Diambilnya sebuah lilin kecil dan menyodorkannya ke arah Sana. Mata Tzuyu berbinar indah di tengah ke putus asaannya. "Kumohon, Jangan bunuh aku." Suara Tzuyu bergetar.
Mereka berdua tersontak kaget akibat cahaya dari pohon Natal yang tiba-tiba membesar membuat mereka harus memejamkan mata. Munculah seorang wanita dengan ukuran mini mirip seperti kurcaci dengan pakaian mirip santa keluar dari pohon Natal itu.

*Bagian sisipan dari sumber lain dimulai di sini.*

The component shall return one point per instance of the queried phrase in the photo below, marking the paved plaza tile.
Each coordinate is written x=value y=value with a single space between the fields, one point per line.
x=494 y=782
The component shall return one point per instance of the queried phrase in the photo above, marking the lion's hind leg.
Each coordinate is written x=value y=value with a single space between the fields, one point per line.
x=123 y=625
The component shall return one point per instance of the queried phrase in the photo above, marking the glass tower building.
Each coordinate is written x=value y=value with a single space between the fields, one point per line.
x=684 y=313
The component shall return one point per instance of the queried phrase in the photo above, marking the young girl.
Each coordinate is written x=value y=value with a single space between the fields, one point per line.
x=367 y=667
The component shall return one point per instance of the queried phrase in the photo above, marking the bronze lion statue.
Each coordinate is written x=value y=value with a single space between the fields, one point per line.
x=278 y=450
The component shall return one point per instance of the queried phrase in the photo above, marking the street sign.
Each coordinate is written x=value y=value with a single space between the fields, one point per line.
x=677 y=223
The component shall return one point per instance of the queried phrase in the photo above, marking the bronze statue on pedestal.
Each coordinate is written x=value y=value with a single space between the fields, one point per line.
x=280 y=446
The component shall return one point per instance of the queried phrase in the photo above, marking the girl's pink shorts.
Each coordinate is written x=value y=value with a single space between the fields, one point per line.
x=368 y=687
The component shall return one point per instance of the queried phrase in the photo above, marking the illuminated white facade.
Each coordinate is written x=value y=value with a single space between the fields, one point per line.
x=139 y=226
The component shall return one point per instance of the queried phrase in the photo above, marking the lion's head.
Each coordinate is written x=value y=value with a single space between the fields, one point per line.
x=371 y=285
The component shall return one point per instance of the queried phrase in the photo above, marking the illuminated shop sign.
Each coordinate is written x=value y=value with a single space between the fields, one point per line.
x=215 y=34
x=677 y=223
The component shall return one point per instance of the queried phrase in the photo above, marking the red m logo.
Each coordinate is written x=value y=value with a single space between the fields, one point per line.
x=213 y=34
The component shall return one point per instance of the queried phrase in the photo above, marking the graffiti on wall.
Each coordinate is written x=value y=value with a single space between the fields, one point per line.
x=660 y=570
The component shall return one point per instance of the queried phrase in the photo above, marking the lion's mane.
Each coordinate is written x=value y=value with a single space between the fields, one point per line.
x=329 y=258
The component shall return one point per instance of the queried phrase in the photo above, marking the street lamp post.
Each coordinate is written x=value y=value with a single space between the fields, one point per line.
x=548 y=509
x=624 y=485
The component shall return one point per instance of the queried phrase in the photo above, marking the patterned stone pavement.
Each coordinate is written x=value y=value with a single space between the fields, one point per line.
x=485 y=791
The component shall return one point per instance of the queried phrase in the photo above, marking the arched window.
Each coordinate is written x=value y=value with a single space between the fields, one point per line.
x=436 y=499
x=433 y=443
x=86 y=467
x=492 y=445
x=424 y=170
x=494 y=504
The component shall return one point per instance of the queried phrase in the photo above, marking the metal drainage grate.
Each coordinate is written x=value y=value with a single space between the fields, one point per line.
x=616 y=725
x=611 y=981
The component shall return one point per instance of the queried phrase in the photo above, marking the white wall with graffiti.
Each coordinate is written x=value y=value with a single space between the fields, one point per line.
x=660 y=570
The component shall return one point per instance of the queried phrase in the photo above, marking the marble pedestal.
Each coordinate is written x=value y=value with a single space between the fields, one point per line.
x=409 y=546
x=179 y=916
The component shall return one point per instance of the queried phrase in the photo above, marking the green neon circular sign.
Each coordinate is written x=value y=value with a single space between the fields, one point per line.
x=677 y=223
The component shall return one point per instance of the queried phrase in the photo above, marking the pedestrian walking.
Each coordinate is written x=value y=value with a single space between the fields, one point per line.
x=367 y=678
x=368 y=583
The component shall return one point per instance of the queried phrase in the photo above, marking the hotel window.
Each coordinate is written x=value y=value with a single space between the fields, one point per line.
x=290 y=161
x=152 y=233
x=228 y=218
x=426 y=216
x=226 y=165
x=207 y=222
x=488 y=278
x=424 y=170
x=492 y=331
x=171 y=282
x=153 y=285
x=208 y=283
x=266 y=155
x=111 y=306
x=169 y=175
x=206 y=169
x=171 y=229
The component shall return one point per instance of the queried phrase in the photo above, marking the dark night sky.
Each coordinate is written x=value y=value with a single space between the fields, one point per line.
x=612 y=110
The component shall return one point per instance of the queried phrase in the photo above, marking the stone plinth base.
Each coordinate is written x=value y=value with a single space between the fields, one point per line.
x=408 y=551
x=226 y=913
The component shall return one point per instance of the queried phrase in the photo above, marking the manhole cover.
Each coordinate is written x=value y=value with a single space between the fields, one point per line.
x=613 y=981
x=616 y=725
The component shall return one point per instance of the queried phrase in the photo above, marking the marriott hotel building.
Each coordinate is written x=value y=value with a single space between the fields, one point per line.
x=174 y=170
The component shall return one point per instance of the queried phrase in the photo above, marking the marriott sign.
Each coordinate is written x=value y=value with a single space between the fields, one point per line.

"Ini bukan mimpi kan?" Sana menganga lebar.
"Halo gadis-gadis kita bertemu lagi!" Manusia kurcaci itu tertawa penuh kepuasan.
Tzuyu terhuyung ke belakang hingga terjatuh.
Sana yang terkejut hendak membantu Tzuyu bangkit, namun kurcaci itu melayang hanya dengan satu kali hentakan ke udara.
Sana juga ikut kehilangan keseimbangannya dan terjatuh di samping Tzuyu.
"Sudah saatnya kalian menepati janji gadis-gadis."
Sana menatap wanita yang melayang itu dengan bingung. "Aku tidak ingat punya janji."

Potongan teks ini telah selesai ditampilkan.